Réélection d'un Emmanuel Macron fragilisé par la perte de sa majorité absolue au Parlement, percée historique du RN, tensions sur l'énergie et le pouvoir d'achat, canicules et incendies, voici les principaux événements de l'année 2022.
Confronté au variant ultra-contagieux Omicron, l'exécutif transforme le pass sanitaire en pass vaccinal en janvier malgré une mobilisation parfois très vive de ses opposants.
Il sont plus de 100.000 à manifester le 8 janvier après qu'Emmanuel Macron a déclaré avoir "très envie d'emmerder" les non vaccinés.
Soignants et enseignants crient aussi dans la rue et par des grèves leur manque de moyens.
Mi-mars, le gouvernement lève l'essentiel des restrictions.
Le 18 octobre, l'ex-Premier ministre Édouard Philippe est placé sous le statut de témoin assisté par la CJR (Cour de Justice de la République) pour mise en danger de la vie d'autrui et abstention volontaire de combattre un sinistre concernant sa gestion de l'épidémie.
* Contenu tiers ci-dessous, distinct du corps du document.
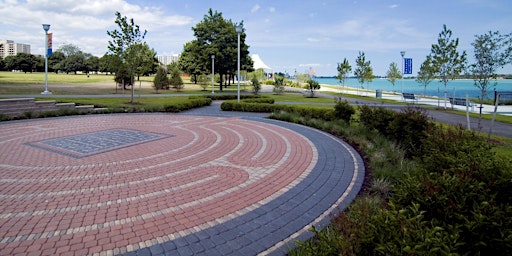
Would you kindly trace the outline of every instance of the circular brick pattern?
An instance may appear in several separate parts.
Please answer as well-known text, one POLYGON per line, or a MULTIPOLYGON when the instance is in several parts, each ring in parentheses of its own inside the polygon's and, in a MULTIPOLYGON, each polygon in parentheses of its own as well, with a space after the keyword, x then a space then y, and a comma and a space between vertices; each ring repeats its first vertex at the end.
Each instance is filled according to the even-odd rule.
POLYGON ((361 182, 351 148, 271 120, 97 115, 0 128, 1 255, 276 253, 361 182), (330 163, 342 152, 329 150, 349 154, 330 163), (300 206, 315 197, 319 209, 300 206), (311 216, 282 215, 301 211, 311 216), (259 219, 277 213, 292 219, 259 219))

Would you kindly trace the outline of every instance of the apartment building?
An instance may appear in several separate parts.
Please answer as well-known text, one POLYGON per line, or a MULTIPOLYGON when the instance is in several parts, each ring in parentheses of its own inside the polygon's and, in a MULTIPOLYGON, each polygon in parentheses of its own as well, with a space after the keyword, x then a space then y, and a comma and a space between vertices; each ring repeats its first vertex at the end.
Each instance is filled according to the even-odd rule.
POLYGON ((160 62, 164 65, 169 65, 172 62, 178 61, 179 57, 180 57, 179 54, 173 54, 171 56, 163 56, 163 55, 156 56, 156 58, 158 59, 158 62, 160 62))
POLYGON ((0 39, 0 58, 4 59, 7 56, 14 56, 20 52, 30 53, 30 45, 0 39))

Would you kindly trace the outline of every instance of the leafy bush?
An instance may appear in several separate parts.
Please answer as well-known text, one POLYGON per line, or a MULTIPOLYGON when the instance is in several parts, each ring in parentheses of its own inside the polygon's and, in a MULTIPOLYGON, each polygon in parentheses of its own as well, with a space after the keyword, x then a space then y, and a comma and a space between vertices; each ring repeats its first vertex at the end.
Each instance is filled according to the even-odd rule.
POLYGON ((306 89, 309 90, 309 93, 306 96, 309 98, 313 98, 315 97, 314 90, 320 90, 320 84, 313 79, 309 79, 306 81, 306 89))
POLYGON ((408 157, 418 154, 427 131, 433 126, 432 120, 421 108, 408 107, 397 113, 383 107, 364 105, 359 111, 361 124, 396 141, 408 157))
POLYGON ((220 109, 223 111, 241 111, 241 112, 260 112, 270 113, 284 108, 284 105, 274 105, 269 103, 249 103, 240 101, 230 100, 222 102, 220 109))
POLYGON ((353 106, 351 106, 347 100, 342 101, 341 99, 336 100, 336 105, 334 106, 334 114, 337 118, 350 122, 350 118, 356 112, 353 106))
POLYGON ((245 103, 267 103, 274 104, 275 100, 267 97, 259 97, 259 98, 246 98, 242 100, 245 103))
POLYGON ((272 79, 267 79, 267 80, 263 81, 263 84, 268 84, 268 85, 275 85, 275 83, 276 82, 272 79))
POLYGON ((274 93, 281 95, 284 92, 284 76, 276 76, 275 78, 275 84, 274 84, 274 93))
POLYGON ((391 198, 415 202, 425 217, 459 237, 461 254, 512 254, 512 166, 462 128, 433 129, 416 173, 391 198), (484 253, 485 252, 485 253, 484 253))
MULTIPOLYGON (((313 229, 315 237, 290 255, 512 255, 509 159, 498 158, 475 133, 435 127, 418 109, 360 110, 361 125, 343 133, 369 157, 372 172, 381 174, 328 228, 313 229), (415 147, 408 151, 411 160, 399 143, 415 147)), ((326 131, 334 127, 300 114, 272 117, 326 131)))
POLYGON ((167 78, 167 70, 160 66, 156 71, 155 78, 153 79, 153 87, 158 92, 158 90, 168 90, 169 89, 169 79, 167 78))
POLYGON ((253 75, 251 78, 251 86, 253 88, 253 92, 255 95, 261 90, 261 84, 256 75, 253 75))
POLYGON ((424 109, 408 107, 389 123, 388 136, 400 144, 406 156, 414 156, 421 152, 423 140, 433 125, 424 109))
POLYGON ((206 91, 206 88, 208 88, 208 86, 210 85, 209 82, 210 82, 210 80, 208 79, 208 75, 200 74, 197 77, 197 83, 199 83, 199 86, 201 86, 201 88, 203 88, 203 91, 206 91))
POLYGON ((198 98, 190 99, 187 102, 166 104, 164 106, 164 111, 165 112, 181 112, 181 111, 189 110, 192 108, 208 106, 211 103, 212 103, 212 100, 210 98, 198 97, 198 98))
POLYGON ((395 119, 396 112, 387 108, 372 108, 367 105, 359 107, 359 121, 369 130, 377 130, 384 136, 390 135, 389 126, 395 119))

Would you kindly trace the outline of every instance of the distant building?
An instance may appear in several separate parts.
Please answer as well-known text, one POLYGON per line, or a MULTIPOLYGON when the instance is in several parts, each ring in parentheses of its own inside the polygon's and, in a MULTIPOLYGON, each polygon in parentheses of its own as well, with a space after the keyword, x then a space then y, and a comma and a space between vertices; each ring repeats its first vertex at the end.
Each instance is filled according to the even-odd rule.
POLYGON ((7 56, 14 56, 20 52, 30 54, 29 44, 19 44, 12 40, 0 39, 0 57, 5 59, 7 56))
POLYGON ((156 56, 157 59, 158 59, 158 62, 164 64, 164 65, 169 65, 173 62, 176 62, 178 61, 178 59, 180 58, 180 55, 179 54, 173 54, 171 56, 156 56))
L'épidémie repart en fin d'année alors que les hôpitaux sont déjà surchargés.
Accusé de graves manquements dans la prise en charge des résidents de ses maisons de retraite médicalisées et d'infractions financières après la publication du livre-enquête de Victor Castanet "Les Fossoyeurs", le groupe d'Ehpad privés Orpea tente d'allumer un contre-feu le 31 janvier en limogeant son directeur général.
La justice ouvre en avril une enquête préliminaire pour maltraitance institutionnelle et infractions financières, à la suite d'un signalement du gouvernement.
Des familles déposent une cinquantaine de plaintes.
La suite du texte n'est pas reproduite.